Having had several trips there over the past couple of years this comes directly from experience.
bill, Knaresborough,
You live 3 stops away and you drove??????? The whole point of living in London is being able to leave the car at home and only use it for the odd trip to the country.
Kiri, North London,
THere are plenty of good restaurants and country pubs that serve up tasty food for around £10 per head if you actually venture out of London's zone 1 into those waste lands of south London and Surrey! As for Paris, I found the restaurants expensive and food unappatising
Luke Nicolaides, London, UK
Yes, it's possible to have very decent food in London but the difference is in the price. Find the right brasserie in Paris & you can eat like a king for 25 a head inc. a glass of red. I defy anyone to find the same value for money in London. A glass of decent house white will set you back 6 quid!
Neil, Luxembourg,
Sorry, but despite Coren's valiant attempt to boost its reputation, London/UK eating remains largely poor quality and overpriced (especially if you aren't on journalists' expenses). Compare £25 a head (ex wine) with 30 for two, hearty three courses, wine grappa and service included in Friuli, Italy
Robert C, London, UK
Well Paris is hardly a good representation of France's best food, as it is overpriced and overhyped for the tourist. If you want fantastic French food, go to a small town's local restaurant. I never expected great food and value for money in London, but i found great local pubs in the UK !
Aline, Hameln, Germany
What´s the point of the ethnic slurs against the French? Not only is it stupid and in the poorest taste, it demeans the quality of your article.
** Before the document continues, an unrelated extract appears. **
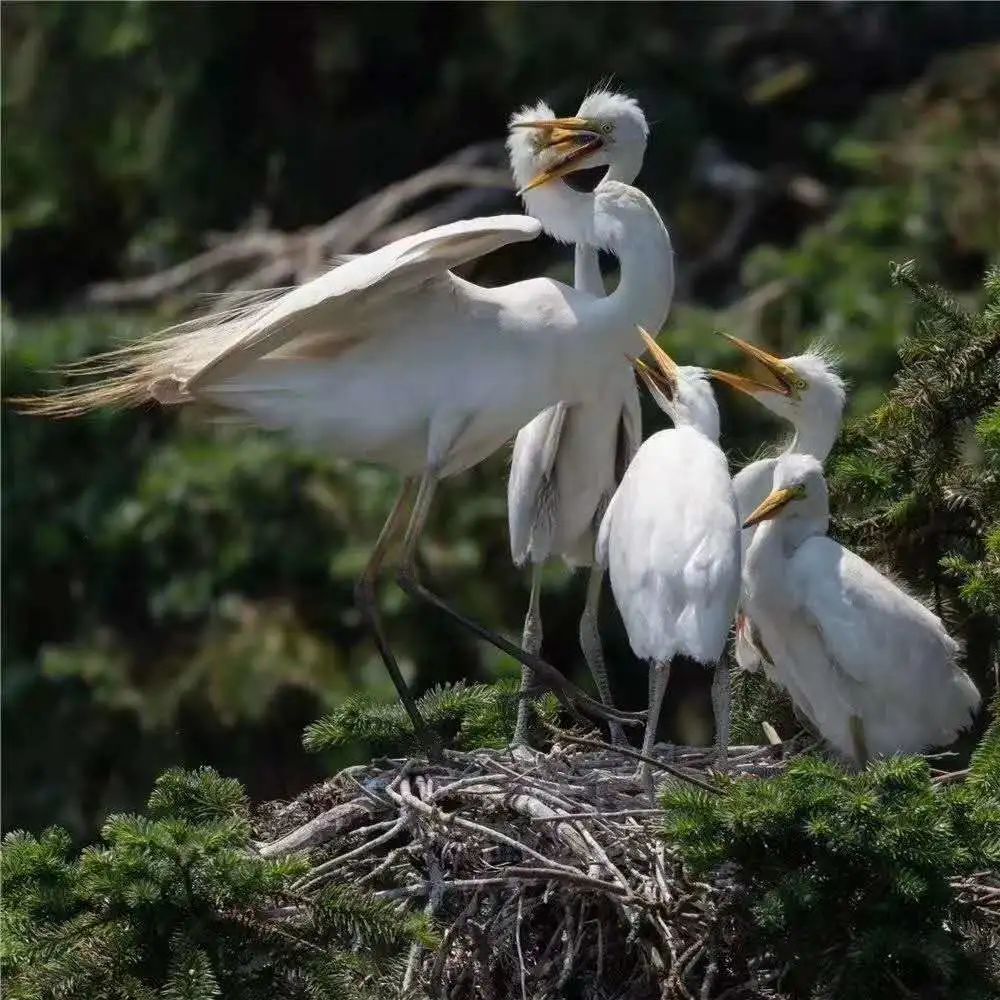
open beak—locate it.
[709,333,803,399]
[626,326,679,408]
[743,486,802,528]
[512,118,604,195]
It costs nothing to be polite, though it seems odd to remind an Englishman of that.
Also curious is that you weren´t happy with the food.
Rob Davis, San Miguel de Allende, Mexico
Paris - The only place in the world I have visited where I had to send the wine back (Corked ) amidst much protestation from the Sommelier.....and they charged me for it !!
London is a much better place to eat - Now if we could only improve Service and Attitude !
Ken Holdaway, Riyadh 11393, Saudi Arabia
Danny Ritchie - once you would have been right; not any more though. And, incidentally, some of the worst food I've ever eaten was in Paris. . .
Ron Graves, Birkenhead, UK
Look, French food is 100 times better than anything you can get in London. You should stop being so defensive.